Organised retail would grow from $40 Billion to $ 200 billion in the next 5 to 7 years.
Mumbai: Organised retail would grow from $40 Billion to $ 200 billion in the next 5 to 7 years, said Rakesh Jhunjhunwala at CII National Retail Summit.
Successful models of retail namely Food & Grocery sectors to Footwear to Lifestyle products have done exceedingly well on the Indian stock markets and given very high returns to the investor.
2014 will be a good year for retailing in India as income levels have increased for much of the Indian population.
Availability of a wide range of brands from luxury goods to basic private label products gave consumers more options to choose from and also boosted awareness of particular brands and products.
Retail and FMCG Sectors form the direct path to the India Growth Story, said Naushad Forbes, Vice President, CII.
These sectors offer great opportunity for both process and product innovation.
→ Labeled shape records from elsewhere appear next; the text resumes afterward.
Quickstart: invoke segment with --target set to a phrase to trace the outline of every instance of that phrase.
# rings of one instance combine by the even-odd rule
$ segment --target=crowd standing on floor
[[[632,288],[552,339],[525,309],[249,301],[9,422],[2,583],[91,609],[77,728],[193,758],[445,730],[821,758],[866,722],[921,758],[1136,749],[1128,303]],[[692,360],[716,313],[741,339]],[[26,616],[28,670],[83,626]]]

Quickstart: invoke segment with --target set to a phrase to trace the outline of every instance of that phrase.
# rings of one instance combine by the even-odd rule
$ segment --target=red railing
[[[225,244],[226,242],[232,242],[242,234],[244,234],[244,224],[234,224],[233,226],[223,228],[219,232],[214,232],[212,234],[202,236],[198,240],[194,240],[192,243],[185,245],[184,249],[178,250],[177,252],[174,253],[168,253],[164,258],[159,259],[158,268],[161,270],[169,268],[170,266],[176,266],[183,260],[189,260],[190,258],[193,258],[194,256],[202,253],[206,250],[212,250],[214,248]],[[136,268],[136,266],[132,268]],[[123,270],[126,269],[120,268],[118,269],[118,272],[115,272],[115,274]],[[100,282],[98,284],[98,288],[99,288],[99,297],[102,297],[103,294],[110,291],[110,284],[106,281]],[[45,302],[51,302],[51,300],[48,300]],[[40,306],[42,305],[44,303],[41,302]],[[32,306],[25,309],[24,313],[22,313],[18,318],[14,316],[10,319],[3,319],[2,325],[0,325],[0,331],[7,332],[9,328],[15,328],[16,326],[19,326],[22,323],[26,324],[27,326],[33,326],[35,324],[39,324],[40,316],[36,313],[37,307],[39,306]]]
These shall be critical to delivering profitable growth to the sectors.
Domestic brands and local companies remained dominant among the players operating in retailing in India during 2014.
In spite of various relaxations made to the rules regarding foreign direct investment in India in, international companies remain cautious about India, said J Suresh, Chairman CII National Committee on Retail.
Looking ahead the mood remains positive as the Government is working to put economic growth on track. Once there is semblance of growth, funds should also pour into the retail sector.
As an industry, the retail sector is seeking more foreign institutional investor (FII) participation in retail, as it will ease the funds crunch especially for unlisted retailers.
In addition, there is much anticipation that there will be more clarity on the rollout of GST, which will help in uniform taxation across states and ease the service tax pressure.
Over the past decade, the FMCG (Fast Moving Consumer Goods) sector of India has been annually growing at a consistent rate of 11%.
This double digit growth each year has been possible by increasing consumer demands. In the past five years the growth had then accelerated to 17%.
The increasing demand for the fast moving consumer goods, speaks volumes about the growth prospects of the FMCG sector in India.
Indian companies are striving hard to keep up with ever-changing consumer preferences.
They are also trying to outdo competition, which is why growth in this sector is simply inevitable mentioned at the CII FMCG Summit 2014.
FMCG is typically the last sector to slow down and over the last three years – as sector after sector slowed down – FMCG was the one bright spot.
Over the last year, FMCG has also come under pressure and hence what is needed by the industry is to think about what to do to recreate itself, stated Mr Kurush Grant, Chairman, CII National Committee on FMCG 2014-15 and Executive Director, FMCG Businesses, ITC Ltd.
There is a need to understand the consumer better and finally the last mile connectivity – the distribution infrastructure and capabilities are critical to achieving success for FMCG Businesses.